GPU Acceleration
Configure Veriafy for maximum performance with GPU support
Supported GPUs
NVIDIA (CUDA)
- • RTX 3060 or higher (recommended)
- • CUDA 11.8 or higher
- • cuDNN 8.6 or higher
- • 8GB+ VRAM recommended
Apple Silicon
- • M1, M2, M3, M4 chips
- • Metal Performance Shaders
- • macOS 12.0 or higher
- • Automatic optimization
Installation
NVIDIA GPU
pip install veriafy[gpu]Apple Silicon
pip install veriafy # GPU enabled by default on Apple SiliconEnable GPU
CLI
# Enable GPU globally veriafy config set gpu true # Or per-command veriafy classify image.jpg --model veriafy/nsfw --gpu
Python SDK
from veriafy import Veriafy
# Enable GPU on initialization
client = Veriafy(gpu=True)
# Check GPU status
print(f"GPU available: {client.gpu_available}")

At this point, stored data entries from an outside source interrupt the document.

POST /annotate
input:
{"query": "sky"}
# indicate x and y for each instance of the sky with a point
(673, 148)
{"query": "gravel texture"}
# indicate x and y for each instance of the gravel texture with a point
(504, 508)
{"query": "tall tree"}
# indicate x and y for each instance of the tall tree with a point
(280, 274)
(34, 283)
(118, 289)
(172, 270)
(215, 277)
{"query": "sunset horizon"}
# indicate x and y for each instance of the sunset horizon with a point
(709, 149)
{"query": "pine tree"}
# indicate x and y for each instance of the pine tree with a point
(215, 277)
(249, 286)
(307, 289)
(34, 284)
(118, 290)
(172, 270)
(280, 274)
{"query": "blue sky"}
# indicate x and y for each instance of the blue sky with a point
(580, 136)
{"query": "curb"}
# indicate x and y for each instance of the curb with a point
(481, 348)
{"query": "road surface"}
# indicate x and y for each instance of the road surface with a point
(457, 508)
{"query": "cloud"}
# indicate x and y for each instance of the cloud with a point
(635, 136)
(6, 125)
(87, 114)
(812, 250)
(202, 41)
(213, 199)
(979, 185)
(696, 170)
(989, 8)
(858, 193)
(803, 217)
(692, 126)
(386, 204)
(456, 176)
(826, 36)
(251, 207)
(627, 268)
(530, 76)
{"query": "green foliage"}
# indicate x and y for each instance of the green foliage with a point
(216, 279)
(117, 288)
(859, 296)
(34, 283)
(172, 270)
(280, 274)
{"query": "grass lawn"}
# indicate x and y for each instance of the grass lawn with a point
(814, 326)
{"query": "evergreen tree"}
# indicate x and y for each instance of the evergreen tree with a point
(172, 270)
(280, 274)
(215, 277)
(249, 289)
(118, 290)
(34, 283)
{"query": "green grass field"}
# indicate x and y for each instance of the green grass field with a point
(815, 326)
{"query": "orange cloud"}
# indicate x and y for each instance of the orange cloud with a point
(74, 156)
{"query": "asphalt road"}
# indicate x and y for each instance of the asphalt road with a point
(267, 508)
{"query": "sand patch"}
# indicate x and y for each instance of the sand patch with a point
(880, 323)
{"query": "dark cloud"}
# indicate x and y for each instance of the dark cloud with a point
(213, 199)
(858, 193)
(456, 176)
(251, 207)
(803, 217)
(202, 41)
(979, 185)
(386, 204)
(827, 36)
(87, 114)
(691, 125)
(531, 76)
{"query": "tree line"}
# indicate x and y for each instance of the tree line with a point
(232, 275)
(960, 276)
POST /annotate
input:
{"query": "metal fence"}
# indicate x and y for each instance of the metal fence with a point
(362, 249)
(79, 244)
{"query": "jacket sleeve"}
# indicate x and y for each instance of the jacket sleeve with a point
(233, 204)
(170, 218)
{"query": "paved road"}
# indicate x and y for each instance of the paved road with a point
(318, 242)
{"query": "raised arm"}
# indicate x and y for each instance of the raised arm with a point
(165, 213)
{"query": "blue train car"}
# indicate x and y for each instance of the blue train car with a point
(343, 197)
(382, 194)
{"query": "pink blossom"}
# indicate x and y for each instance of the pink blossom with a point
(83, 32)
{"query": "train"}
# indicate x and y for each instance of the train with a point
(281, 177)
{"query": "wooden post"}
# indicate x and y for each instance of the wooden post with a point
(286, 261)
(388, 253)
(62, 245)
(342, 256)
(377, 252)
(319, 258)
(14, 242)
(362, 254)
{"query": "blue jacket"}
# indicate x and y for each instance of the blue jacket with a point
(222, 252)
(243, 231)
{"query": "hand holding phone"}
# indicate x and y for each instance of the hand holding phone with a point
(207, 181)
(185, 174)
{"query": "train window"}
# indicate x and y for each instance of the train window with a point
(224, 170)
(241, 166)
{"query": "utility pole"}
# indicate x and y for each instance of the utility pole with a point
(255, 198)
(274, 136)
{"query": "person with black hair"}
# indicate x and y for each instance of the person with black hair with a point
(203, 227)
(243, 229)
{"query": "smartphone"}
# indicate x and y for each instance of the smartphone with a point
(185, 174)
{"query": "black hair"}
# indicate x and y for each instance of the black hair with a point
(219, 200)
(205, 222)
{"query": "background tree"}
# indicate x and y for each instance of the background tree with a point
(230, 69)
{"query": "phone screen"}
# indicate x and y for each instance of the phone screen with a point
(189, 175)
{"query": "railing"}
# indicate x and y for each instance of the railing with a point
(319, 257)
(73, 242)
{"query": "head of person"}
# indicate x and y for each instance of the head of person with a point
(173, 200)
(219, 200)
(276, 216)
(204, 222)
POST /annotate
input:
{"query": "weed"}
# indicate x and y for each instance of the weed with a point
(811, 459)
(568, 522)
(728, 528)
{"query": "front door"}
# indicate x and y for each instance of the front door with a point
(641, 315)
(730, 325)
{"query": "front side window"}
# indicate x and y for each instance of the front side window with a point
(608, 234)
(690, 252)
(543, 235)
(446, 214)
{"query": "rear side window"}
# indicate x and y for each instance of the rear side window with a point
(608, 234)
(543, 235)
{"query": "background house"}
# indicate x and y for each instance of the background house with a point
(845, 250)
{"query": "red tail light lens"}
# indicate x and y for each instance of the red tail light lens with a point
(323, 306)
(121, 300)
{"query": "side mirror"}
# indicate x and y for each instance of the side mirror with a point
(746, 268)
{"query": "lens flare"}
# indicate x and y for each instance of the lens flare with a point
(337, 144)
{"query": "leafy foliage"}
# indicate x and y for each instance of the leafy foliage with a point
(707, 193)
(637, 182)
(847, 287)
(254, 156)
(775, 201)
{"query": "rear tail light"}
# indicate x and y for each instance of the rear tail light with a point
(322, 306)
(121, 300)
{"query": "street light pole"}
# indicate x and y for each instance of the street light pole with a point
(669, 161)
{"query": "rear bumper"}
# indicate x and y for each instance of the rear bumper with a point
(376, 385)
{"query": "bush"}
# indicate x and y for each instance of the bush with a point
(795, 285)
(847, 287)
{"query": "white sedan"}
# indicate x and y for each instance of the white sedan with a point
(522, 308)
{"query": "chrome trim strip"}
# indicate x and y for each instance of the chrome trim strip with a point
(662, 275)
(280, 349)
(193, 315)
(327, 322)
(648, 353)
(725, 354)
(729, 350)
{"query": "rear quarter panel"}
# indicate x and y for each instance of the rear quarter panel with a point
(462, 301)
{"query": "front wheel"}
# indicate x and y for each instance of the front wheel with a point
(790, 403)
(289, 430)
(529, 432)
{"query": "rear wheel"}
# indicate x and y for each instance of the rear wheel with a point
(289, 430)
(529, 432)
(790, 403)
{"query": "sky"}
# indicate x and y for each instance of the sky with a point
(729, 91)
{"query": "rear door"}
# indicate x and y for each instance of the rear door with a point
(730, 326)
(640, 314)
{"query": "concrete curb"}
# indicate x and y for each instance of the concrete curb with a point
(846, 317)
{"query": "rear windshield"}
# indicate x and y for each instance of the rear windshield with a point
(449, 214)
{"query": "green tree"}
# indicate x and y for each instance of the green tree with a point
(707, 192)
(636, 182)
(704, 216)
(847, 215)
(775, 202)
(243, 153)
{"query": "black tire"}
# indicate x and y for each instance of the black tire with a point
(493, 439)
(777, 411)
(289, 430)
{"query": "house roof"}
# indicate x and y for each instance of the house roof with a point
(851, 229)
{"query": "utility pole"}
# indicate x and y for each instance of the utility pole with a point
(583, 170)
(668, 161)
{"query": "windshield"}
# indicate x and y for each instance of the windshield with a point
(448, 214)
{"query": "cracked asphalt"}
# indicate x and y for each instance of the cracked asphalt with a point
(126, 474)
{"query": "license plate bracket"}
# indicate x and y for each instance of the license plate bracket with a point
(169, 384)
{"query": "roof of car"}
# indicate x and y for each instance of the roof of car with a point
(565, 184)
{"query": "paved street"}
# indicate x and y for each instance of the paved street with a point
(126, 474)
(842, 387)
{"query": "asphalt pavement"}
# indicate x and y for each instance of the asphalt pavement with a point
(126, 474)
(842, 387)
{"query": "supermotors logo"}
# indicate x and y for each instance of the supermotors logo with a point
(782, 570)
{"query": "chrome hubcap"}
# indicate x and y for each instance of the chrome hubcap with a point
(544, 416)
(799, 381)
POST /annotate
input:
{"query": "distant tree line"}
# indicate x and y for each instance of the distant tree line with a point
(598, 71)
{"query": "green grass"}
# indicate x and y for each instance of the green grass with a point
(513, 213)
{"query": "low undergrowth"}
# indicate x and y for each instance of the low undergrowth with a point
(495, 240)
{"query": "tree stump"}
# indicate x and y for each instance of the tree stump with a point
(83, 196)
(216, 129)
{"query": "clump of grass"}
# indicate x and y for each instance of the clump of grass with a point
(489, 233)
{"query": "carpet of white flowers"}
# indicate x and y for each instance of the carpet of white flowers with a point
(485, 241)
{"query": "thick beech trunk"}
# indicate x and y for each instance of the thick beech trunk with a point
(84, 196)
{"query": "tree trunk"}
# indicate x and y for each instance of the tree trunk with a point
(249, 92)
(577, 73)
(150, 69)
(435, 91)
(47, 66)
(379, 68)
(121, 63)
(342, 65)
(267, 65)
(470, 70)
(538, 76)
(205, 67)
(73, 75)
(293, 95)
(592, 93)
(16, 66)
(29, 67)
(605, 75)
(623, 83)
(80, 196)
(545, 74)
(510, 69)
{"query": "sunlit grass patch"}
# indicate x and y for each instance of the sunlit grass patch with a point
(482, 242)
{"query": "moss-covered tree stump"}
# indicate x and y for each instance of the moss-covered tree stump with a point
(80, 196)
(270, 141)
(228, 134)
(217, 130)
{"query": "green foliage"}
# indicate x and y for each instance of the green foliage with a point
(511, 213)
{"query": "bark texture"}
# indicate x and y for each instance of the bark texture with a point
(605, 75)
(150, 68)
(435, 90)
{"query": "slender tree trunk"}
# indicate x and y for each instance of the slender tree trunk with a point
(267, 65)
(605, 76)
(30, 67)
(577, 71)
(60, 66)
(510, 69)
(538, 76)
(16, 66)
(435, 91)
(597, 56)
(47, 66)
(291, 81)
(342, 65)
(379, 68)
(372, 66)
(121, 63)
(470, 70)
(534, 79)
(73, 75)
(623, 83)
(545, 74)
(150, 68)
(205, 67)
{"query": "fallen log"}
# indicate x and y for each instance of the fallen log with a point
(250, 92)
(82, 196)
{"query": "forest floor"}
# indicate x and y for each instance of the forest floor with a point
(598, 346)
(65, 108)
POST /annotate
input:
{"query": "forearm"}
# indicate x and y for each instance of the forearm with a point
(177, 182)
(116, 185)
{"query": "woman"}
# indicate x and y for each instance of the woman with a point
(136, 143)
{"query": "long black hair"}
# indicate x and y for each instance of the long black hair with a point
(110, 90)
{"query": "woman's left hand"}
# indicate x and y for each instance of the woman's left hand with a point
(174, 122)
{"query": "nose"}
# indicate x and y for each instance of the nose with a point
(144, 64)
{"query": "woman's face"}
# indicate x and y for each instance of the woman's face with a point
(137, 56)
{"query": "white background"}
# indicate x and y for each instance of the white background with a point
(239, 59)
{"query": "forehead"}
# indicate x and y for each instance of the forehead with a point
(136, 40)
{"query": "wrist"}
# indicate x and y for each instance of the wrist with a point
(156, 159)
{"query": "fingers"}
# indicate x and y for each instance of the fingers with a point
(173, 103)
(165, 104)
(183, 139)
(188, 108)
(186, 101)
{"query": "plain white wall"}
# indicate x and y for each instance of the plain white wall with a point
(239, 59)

print(f"GPU name: {client.gpu_name}")
print(f"VRAM: {client.gpu_memory_mb} MB")Performance Comparison
| Operation | CPU | GPU (RTX 4090) | Speedup |
|---|---|---|---|
| Single image | 15ms | 2ms | 7.5x |
| Batch (1000 images) | 12s | 0.8s | 15x |
| Video (1 min) | 8s | 0.5s | 16x |
| Model training (10k vectors) | 45min | 3min | 15x |
Multi-GPU Support
from veriafy import Veriafy
# Automatic multi-GPU distribution
client = Veriafy(gpu=True, gpu_ids=[0, 1, 2, 3])
# Process with automatic load balancing
results = client.classify_batch(
files=large_file_list,
model="veriafy/classifier",
batch_size=256, # Larger batches for multi-GPU
)
# Or manually control GPU assignment
with client.gpu_context(gpu_id=0):
result1 = client.classify(file1, model="veriafy/model1")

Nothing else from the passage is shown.